最近読んでいる本。
近所のちょっと気取った古本屋には、なんだかんだ、時々お世話になった。
引越の結果、もはや近所ではなくなってしまったが、きっとこれからも折りを見て寄るだろうと思う。
もともと本をあまり読む方ではないが、年始に示されたこともあり、また、いよいよこの歳になって音楽がだんだん「面白くなくなってきた」こともあり、また今後の自分の創作の方向性を考えると、活字というか本から情報を得ることが多くなっていくのではないかと予感している。
(音楽については、もちろん今後も世界のどこかの名も無いインディーバンドの最新のやつは見つけ出していきたいし、なるべく新しい流れもたまにはチェックしたいと思ってはいるし、それは変わらないが、たとえばGreta Van Fleetあたりを聴いて興奮できる人はそれでもいいかもしれないが、僕は残念ながらそうではない。もっとも、いきのいいロックバンドはいつの時代にもいるし、いつの時代にもいた。)

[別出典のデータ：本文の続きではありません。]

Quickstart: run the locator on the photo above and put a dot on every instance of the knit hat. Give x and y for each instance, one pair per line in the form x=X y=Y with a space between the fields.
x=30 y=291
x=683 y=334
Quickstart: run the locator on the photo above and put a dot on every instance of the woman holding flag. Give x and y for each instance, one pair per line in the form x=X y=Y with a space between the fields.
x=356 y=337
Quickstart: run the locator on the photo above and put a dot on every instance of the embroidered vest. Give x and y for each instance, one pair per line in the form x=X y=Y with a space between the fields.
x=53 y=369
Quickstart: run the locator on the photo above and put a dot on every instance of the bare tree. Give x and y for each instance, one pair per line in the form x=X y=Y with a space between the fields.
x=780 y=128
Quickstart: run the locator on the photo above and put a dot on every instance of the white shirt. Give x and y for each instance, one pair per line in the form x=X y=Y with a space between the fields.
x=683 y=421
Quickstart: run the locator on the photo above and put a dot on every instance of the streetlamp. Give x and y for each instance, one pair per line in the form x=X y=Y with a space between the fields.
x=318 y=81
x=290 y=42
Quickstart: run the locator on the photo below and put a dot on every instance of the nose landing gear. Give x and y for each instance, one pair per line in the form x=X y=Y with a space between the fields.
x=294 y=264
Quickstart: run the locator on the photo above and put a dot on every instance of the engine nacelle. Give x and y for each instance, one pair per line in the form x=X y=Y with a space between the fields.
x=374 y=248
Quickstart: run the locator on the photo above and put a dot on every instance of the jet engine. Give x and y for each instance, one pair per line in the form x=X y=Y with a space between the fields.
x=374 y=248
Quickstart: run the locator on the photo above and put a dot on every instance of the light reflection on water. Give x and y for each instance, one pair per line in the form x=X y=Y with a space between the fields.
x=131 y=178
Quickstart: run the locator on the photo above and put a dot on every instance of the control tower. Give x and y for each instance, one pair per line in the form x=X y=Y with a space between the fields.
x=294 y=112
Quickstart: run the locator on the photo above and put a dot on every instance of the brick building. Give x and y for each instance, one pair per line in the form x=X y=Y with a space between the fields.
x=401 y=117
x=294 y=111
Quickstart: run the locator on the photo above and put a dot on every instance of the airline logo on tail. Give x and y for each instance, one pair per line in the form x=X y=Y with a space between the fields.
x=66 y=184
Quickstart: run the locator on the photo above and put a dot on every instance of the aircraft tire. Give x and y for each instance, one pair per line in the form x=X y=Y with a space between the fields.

どちらにせよ、今の僕の目標はどんなミュージシャンにも増して、遠藤周作その人だ。いつも言っているように、僕は遠藤周作を「ヘヴィメタル」だと思っているし、唯一と言える「日本のクリスチャンヘヴィメタル」の大先輩としても、また日本人としてキリスト教の信仰に向き合ったアーティストとしても、ものすごい刺激を受けている。その偉大さは、今更僕が何を言う必要もないが、あまりに凄過ぎるので、本当に巨大な目標というか、足下にさえも追いつける気はまったくしない。そして、そんな存在が居てくれたことに、そんな存在に出会えたことに、本当に幸福なことだと思うのだ。
この「作家の日記」には、本当に衝撃を受けた。要するに若い頃の遠藤周作が、そのまま載っているのだ。それが本当に「そのまま」なのかどうかは、遠藤周作氏のことだから(笑)油断はできないが、後年、プロフェッショナルの人気作家となってからの完成された遠藤周作ではなく、20代の「素」の遠藤氏が記録されていることに驚いた。そこに描かれた心のうちと、人物像は、僕を驚嘆させるのに十分すぎるものだった。この人、ものすごく真面目で、ものすごくかっこよくて、まちがいなくとんでもないインテリだったんじゃんよ・・・(当然と言えば当然だが)
一個も勝てる要素が見当たらない、というのはこういうことを言う。
僕が遠藤氏に勝てる要素が一個でもあるとすれば、それはヘヴィメタルギターの速弾きが出来ることくらいか・・・
しかし、勝てる気がまったくしない、といえば、僕の永遠のヒーローであるエディ・ヴァン・ヘイレンも同様だが、遠藤周作にせよEddie Van Halenにせよ、スケートボードでトレフリップを決めたことはあるまい。そこが、僕がひょっとすると、自分は幸せかもしれない、と思う所以だ。
もういっぽうの「ルネサンスと宗教改革」の方は、まだ序盤しか読めていない。だって難しいんだもん(笑)
だが、やはり非常に面白い。
年始に義母の遺品の中から示されたことから、なぜだか僕は今、宗教改革あたりの歴史にちょっと興味を持っているのだが、そんなタイミングでこういう本に出会えて良かったと思っている。
そして、これを日本語に翻訳した学者さんが、キリスト教徒なのかどうかは知らないが、(別にぐぐる気もないし)、まぁ普通に考えれば信仰を持っていたからこういった仕事をした、と考える方が自然ではあるが(そうでなくては内容を本当には理解できまい)、そうして信仰というテーマに日本人として本気で向き合った先人たちの存在に、本当に尊敬と、畏敬を感じる。
自分は小さなインディバンドの人に過ぎないが、規模はともあれ、そういった先人たちに恥じないものを、これから作り出して、表現して、世に放っていくことが出来たら、と、そう思っている。
いずれにせよ、僕はまだまだ中身が幼いというか、やっとこの歳になって、普通の人であれば二十歳前後とか若いうちに取り組むような勉強に、やっと興味を持てるようになってきたところだ。
でも、「いっぱしの人間」になるのは今更無理でも、「ちょっとした芸術家」になるために、何事も遅過ぎるということは無いという言葉を信じて、これから勉強していきたいと思っている。